By Linc Leifeste | November 15, 2012
Director: Stephen Spielberg
Writer: Tony Kushner
Starring: Daniel Day-Lewis, Sally Field, David Strathairn, Joseph Gordon-Levitt, James Spader, Hal Holbrock, Tommy Lee Jones, John Hawkes, Jackie Earle Haley, Bruce McGill, Tim Blake Nelson, Jared Harris, Lee Pace, Peter McRobbie, Gulliver McGrath
Judging from the title of Stephen Spielberg’s latest myth-making masterpiece, Lincoln, one would think this is a biopic of the man instead of a relatively concise look at the last few months of Lincoln’s life and his role in bringing an end the Civil War while passing the 13th Amendment abolishing slavery. Supposedly Tony Kushner’s screenplay is based on Doris Kearns Goodwin’s historic tome, Team of Rivals, but if so it thankfully only scratches the surface. When bringing together three giants such as Lincoln, Spielberg and Day-Lewis, brevity is the better part of valor. And even more important, despite the occasional moments of typical Spielbergian sentimentality with the obligatory accompanying overwrought John Williams score, is Spielberg’s obvious restraint. Yes, there is a sepia-toned glow to the whole affair but Day-Lewis’ Lincoln is humanity-soaked and well served by Spielberg’s choice to focus on a complex legislative battle and familial struggles.

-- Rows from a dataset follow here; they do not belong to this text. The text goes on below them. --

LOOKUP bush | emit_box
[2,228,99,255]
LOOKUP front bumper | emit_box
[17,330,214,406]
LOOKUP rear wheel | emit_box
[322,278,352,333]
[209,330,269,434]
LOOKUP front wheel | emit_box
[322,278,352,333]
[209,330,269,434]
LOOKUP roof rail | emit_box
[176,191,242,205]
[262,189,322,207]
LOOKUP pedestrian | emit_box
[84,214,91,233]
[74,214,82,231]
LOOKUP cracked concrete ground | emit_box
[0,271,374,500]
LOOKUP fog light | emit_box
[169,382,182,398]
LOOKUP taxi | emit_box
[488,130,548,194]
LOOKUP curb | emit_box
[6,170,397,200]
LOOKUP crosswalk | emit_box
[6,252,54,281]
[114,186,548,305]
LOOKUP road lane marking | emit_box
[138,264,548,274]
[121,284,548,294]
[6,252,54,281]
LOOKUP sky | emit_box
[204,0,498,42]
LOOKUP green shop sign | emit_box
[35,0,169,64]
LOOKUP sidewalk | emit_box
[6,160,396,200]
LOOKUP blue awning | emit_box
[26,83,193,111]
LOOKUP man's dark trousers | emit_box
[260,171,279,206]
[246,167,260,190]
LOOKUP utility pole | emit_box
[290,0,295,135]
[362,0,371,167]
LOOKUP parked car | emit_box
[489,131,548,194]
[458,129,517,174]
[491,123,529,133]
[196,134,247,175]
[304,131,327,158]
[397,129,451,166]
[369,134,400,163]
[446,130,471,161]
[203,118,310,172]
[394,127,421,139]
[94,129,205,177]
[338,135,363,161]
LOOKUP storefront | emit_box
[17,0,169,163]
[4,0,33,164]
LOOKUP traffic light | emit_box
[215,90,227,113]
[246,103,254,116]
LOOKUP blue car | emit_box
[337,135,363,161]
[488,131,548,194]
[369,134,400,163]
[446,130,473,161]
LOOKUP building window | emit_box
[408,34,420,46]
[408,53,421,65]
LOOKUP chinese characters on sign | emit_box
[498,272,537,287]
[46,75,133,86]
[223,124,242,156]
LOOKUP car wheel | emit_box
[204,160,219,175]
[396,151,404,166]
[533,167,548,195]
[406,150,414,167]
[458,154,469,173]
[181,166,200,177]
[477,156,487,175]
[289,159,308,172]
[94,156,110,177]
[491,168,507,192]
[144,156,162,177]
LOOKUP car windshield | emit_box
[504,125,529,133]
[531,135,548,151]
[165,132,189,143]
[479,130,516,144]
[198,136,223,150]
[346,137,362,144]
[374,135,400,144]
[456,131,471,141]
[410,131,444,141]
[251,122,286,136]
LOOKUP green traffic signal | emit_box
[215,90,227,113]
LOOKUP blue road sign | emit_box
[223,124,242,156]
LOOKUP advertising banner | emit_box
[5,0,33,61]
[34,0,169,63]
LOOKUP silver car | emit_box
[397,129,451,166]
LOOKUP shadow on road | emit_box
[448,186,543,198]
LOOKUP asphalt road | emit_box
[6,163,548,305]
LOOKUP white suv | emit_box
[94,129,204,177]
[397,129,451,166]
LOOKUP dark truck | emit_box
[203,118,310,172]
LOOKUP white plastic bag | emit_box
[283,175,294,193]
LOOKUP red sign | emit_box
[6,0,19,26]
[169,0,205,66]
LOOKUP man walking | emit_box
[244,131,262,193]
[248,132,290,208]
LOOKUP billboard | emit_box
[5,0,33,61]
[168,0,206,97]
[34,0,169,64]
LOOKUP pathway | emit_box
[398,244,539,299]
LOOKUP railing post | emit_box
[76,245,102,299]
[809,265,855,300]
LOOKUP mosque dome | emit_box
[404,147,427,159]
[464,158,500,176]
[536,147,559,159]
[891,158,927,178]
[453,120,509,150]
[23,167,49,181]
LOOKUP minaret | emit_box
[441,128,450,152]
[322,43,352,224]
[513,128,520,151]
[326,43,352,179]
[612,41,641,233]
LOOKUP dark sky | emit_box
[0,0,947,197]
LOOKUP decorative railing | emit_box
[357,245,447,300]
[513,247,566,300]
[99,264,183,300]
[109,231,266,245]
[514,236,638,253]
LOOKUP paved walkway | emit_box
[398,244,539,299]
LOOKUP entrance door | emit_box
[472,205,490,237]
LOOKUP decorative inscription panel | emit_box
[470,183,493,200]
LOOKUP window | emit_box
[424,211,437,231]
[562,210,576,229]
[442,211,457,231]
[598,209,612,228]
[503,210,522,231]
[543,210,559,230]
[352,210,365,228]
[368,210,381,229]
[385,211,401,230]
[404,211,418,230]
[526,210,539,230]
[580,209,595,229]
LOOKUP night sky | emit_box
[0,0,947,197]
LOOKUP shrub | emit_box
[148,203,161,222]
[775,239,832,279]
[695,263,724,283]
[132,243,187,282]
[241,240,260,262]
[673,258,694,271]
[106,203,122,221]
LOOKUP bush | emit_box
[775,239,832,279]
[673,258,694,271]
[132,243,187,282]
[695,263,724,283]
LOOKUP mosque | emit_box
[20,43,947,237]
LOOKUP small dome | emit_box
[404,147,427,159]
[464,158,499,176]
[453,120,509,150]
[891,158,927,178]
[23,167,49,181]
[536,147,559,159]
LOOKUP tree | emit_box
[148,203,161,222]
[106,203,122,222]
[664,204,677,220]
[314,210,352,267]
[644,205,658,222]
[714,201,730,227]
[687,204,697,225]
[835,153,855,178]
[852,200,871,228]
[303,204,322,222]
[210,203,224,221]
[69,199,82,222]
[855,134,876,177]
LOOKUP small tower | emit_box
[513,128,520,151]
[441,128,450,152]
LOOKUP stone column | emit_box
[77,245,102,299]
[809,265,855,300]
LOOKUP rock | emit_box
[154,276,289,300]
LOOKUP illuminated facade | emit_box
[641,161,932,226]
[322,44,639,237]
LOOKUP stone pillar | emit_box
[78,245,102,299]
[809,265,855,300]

Opening with an extremely brutal but thankfully short intimate combat scene, followed closely by Lincoln (Daniel Day-Lewis) visiting Union soldiers in the field, the film gets off to an inauspicious beginning for those hoping to see something closer in spirit to the lean darkness of There Will Be Blood than the Hallmark emotion of Amistad. A saintly-lit Lincoln is visited by conspicuously balanced pairs of soldiers, one black and one white, whose pedantic patter includes quoting the Gettysburg address back to its author word for word. Yes, it’s as painful as it sounds and had me believing that my worst Spielbergian nightmares were being realized. But thankfully, first impressions are not always accurate.
Luckily, Spielberg moves rapidly to the heart of the film with its focus on Lincoln’s uphill battle to achieve passage of the 13th Amendment, and the difficulty of choosing between seeking peace first (clandestinely bargaining with Confederate leadership) or passage of the Amendment first (the passage of which would greatly reduce the administration’s bargaining power with their Confederate counterparts). Aided by Secretary of State William Seward (David Straithairn) and a team of secret operatives (James Spader, John Hawkes, Tim Blake Nelson) charged with influencing (buying) votes, Lincoln ingeniously works every angle in his pursuit of passage. As timely as ever in this era of partisan intransigence, it’s a joy to watch Lincoln work his “magic.” Of course, in reality, Lincoln was neither a magician nor a God, although the film and its modern vision of Lincoln at times strays dangerously close to hagiography.
What ultimately allows the film to rise above this is Day-Lewis’ eminently human portrayal of Lincoln. From images of him as a doting father to an emotionally exhausted husband, shuffling shawled and barefoot down the halls of the White House, this Lincoln is equal parts steel-willed genius and vulnerable tragedy. Ultimately, more than all the Congressional wheeling and dealing, it is Lincoln’s interaction with his family that most captures life in all its messy details. Mary Todd (Sally Field) is legendary for her emotional problems (mental illness), brought on or exacerbated by the early deaths of two of their four children (Willie’s during Lincoln’s presidency) and Field does a magnificent job of portraying her as a tortured yet sympathetic character. Their oldest son, Robert, is of an age that embarrassment for not serving in the Union military is setting in but for Mary Todd, his enlistment is not an option. Caught in the middle of all of this is Abraham, in the midst of trying to preside over his country’s most troubled days, for whom even behind closed doors there is no rest for the weary.